Market is in a bubble: actress Mila Kunis is getting into stocks

‘I’ve just started investing in stocks, which is new for me,” actress Mila Kunis tells CNBC. Please notice the sign: “Strategic Thinking: Mila Kunis On Equity Strategy”. I found the (short) video quite funny.

This is a contrarian signal in my opinion. Quite powerful also, if you ask me. It reinforces my current view: markets are in a bubble.

On the other hand, interest rates are quite low. I think this bubble has legs.

So, um, what to do? Timing the market is a fool’s game. I’m slowly building a high-dividend yield stock portfolio. Quest for high-dividend yielding stocks has a rationale.

We are in a bubble

I think we are in a bubble.

The thought occurred to me when I saw a recent Newsweek front page screaming: Shares Are Cheap! The New Stock Market Boom! Well, just kidding.

I was perusing Investing in a Low-Growth World, by Jeremy Grantham.

Note: GMO is Grantham’s global investment management firm.

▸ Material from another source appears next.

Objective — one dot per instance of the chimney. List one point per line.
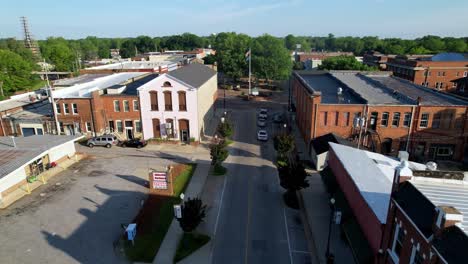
(446, 216)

The Fed’s negative real rates regime, designed to badger us into riskier investments in order to push up equity prices and grab a short-term wealth  effect (that must be given back one day when least comfortable and least expected), has gone on for a long and, for me, boring time. This low interest rate period is serving, therefore, as a sneak preview of what a permanently lower rate regime might look like (although any permanently lower rates reflecting lower GDP growth would be by no means as low as these engineered rates that we are currently experiencing). So what are some of these effects? The artificially low T-Bill rates first work their way slowly up the curve. Next, the most obviously competitive type of equities – high yield stocks – begin to be bid up ahead of the rest of the market, as has happened. “I’ve just got to squeeze out some higher rates somewhere, anywhere,” is the pension fund plea. Then, this low rate competition begins to filter into other securities, historically sought after for their higher yields: higher-grade real estate, where the “cap rates” slowly fall; and, unfortunately, also forestry and farmland, mainly of the larger and more standard varieties that appeal to institutions, which show declines in their required yields, i.e., their prices rise.

Another quote:

In the meantime for us at GMO it means emphasizing care and maintaining a heightened sense of value discipline, not only in stock selection, as the whole world is once again bid up over fair value in a way so typical of the post 1994 era, but also in forestry and farmland. GMO has investments in those areas too and recognizes the need to sidestep overpricing by emphasizing the nooks and crannies. Fortunately there are more nooks and deeper crannies in forests and farmland than there are in almost any other area, certainly including stocks.

Another quote:

Investment Implications

Courtesy of the above Fed policy, all global assets are once again becoming overpriced. This reminds me of the idea sometimes attributed to Einstein that a workable definition of madness is constantly repeating the same actions but expecting a different outcome! But, as always, asset prices are not uniformly overpriced: emerging markets and, we believe, Japan are only moderately overpriced. European stocks are also only a little expensive, but in today’s world are substantially more risky than normal. The great global franchise companies also seem only moderately overpriced. Forestry and farmland, which is not super-prime Midwestern, is also only moderately overpriced but comes with our nook and cranny sticker attached. But much of everything else is once again brutally overpriced. Notably, U.S. stocks (ex “quality”) now sell at a negative seven-year imputed return on our numbers and most global growth stocks are close to zero expected return. As for fixed income – fugetaboutit! Most of it has negative estimated returns on our data, and longer debt, as always, carries that risk that may be slight in any period, but is horrific if it occurs – accelerating inflation.

Okay, enough quotes. Forestry and farmland, anyone? When is the average investor going to buy forestry and farmland as diversification? When prices of more readily available investments are high! This leads me to think that the stock market is in a bubble.

Nobody knows when this bubble will burst. I don’t think it will burst while the FED keeps interest rates so low, anyway.